Welcome to Country
A ‘Welcome to Country’ or ‘Traditional Welcome’ is where the Darug people welcome people to their land at the beginning of a meeting, event or ceremony. This welcome must be conducted by an appropriate person such as a recognised Elder or person nominated by the Darug within the local area.
Welcome to Country enables the Darug to give their blessing for the event and is an important mark of respect for local Traditional Owners.
For information on Welcome to Country please contact the Community Capacity Team who will talk to you about the process and where appropriate supply with you approved names.
The Community Capacity Building Team can be reached on 98065138.
Acknowledgement of Country
‘Acknowledgement of Country’ is where other people acknowledge and show respect for the Traditional Custodians of the land on which the event is taking place. This acknowledgement is a sign of respect and it should be conducted at the beginning of a meeting, event or ceremony.
It is important to note in the acknowledgement that ATSI people continue to reside in the City of Parramatta Council area to which they have ongoing spiritual and cultural ties.
Acknowledging Country should take place when traditional Elders are not available to provide an official Welcome to Country. Furthermore, an acknowledgement of Country can be performed by both ATSI and non-ATSI people.
The following is considered appropriate wording for an Acknowledgement of Country.
“I would like to acknowledge that we are here today on the land of the Darug people. The Darug people are the Traditional Owners of this land. City of Parramatta Council also acknowledges the present Aboriginal and Torres Strait Islander people, who now reside within this area”.
ATSI Advisory Committee
Council’s Aboriginal and Torres Strait Islander Advisory Committee was established in 1995 and advises Council on the issues, needs and priorities of Aboriginal and Torres Strait Islander people and communities. For further information please visit Advisory Committees.
Parramatta Council holds a number of events and celebrations in NAIDOC Week (each July) to celebrate the history, culture and achievements of Aboriginal Torres Strait Islander peoples. Every year Council with the support of the ATSI Advisory Committee runs the Barramattagul Fun Day at Prince Albert Park. Activities include weaving workshops, musical acts, food and art stalls and dancing.

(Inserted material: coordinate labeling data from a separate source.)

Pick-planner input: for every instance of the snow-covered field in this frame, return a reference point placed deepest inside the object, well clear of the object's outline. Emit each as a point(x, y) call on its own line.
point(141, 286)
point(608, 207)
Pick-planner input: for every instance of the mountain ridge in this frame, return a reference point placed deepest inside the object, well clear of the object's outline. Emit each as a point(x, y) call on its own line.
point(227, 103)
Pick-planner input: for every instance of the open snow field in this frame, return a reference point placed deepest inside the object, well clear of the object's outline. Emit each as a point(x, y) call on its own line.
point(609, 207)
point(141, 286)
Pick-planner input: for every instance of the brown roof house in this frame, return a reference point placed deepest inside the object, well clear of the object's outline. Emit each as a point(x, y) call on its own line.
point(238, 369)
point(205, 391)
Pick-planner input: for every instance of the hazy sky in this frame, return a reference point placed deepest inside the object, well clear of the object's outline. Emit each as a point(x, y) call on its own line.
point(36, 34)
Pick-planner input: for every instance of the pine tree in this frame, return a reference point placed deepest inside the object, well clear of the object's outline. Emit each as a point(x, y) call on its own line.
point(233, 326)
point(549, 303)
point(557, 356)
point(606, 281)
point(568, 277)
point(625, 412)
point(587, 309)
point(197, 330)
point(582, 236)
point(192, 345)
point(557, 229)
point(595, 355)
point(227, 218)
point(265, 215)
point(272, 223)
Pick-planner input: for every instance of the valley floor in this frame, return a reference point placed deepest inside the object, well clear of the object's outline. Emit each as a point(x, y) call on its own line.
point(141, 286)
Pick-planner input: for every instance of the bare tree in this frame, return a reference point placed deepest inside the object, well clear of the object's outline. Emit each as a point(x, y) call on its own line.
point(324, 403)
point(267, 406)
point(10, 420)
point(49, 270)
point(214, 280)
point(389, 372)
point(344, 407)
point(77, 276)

Council also commemorates Sorry Day on 26 May each year as part of the Nationwide Sorry Day acknowledgements. This event is of particular significance to the area as the Stolen Generation began outside the Parramatta Town Hall in 1810 through the Assimilation Policy (1810-1825). Governor Lachlan Macquarie believed that it would be in the best interests of the nation to ‘civilise’ the native population. In doing so the Native Institute was established.